Apufsc – Em 1980 e 1981 aconteceram duas greves vitoriosas aqui na UFSC, o senhor participou ativamente das duas. A história nos mostra uma participação muito importante dos professores colaboradores nesse processo de luta. Pergunto: os professores colaboradores eram como os substitutos hoje ou existia uma relação de trabalho diferente? Qual a diferença?
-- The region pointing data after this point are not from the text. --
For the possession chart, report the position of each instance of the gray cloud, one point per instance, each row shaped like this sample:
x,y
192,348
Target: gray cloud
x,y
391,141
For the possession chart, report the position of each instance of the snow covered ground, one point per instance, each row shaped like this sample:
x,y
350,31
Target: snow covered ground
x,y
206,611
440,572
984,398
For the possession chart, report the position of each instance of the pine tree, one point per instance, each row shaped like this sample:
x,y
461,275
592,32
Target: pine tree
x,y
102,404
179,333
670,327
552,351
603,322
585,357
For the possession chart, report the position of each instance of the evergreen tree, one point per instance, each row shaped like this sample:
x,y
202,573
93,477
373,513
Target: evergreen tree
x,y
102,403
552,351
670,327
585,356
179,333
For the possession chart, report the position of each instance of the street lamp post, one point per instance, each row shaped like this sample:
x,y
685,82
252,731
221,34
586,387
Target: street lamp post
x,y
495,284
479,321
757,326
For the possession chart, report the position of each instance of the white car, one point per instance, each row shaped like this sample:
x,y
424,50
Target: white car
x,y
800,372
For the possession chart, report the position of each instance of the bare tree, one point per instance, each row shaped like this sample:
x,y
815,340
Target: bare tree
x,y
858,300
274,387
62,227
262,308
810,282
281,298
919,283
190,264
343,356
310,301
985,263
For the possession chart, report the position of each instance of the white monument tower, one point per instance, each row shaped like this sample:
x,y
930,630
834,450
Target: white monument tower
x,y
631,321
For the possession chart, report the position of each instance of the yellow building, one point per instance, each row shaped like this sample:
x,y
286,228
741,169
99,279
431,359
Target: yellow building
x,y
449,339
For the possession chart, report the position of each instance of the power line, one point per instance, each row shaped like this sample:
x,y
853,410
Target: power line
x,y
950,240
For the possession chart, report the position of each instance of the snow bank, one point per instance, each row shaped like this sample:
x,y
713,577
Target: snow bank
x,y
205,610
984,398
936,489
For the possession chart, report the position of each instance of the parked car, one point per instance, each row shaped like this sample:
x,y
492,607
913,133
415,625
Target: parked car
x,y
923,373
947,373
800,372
Raul Güenther – Não se fazia muita distinção entre professor auxiliar e professor colaborador. Era quase a mesma categoria tanto no tratamento, quanto na remuneração. Os professores colaboradores tinham uma condição muito melhor que os substitutos de hoje. O problema é que eles não eram do quadro efetivo. Eu entrei na universidade como professor colaborador também, existiam muitos colaboradores. Acontece que nós vivíamos numa época de ditadura, ninguém se sentia muito estável, então eu acho que mesmo a diferença entre auxiliares e colaboradores não existia, podia até existir formalmente, mas como no período da ditadura ninguém era estável, todo mundo se sentia ameaçado. Então a gente se sentia iguais aos outros. E uma grande parcela, eu não posso te precisar, mas uma grande parcela do corpo docente era feita por colaboradores, por pessoas que não eram do quadro e a característica do movimento era que ele era feito em grande parte pelo pessoal mais novo na universidade, com o apoio e a participação dos mais velhos. Porém, os mais novos é que botavam energia nisso tudo.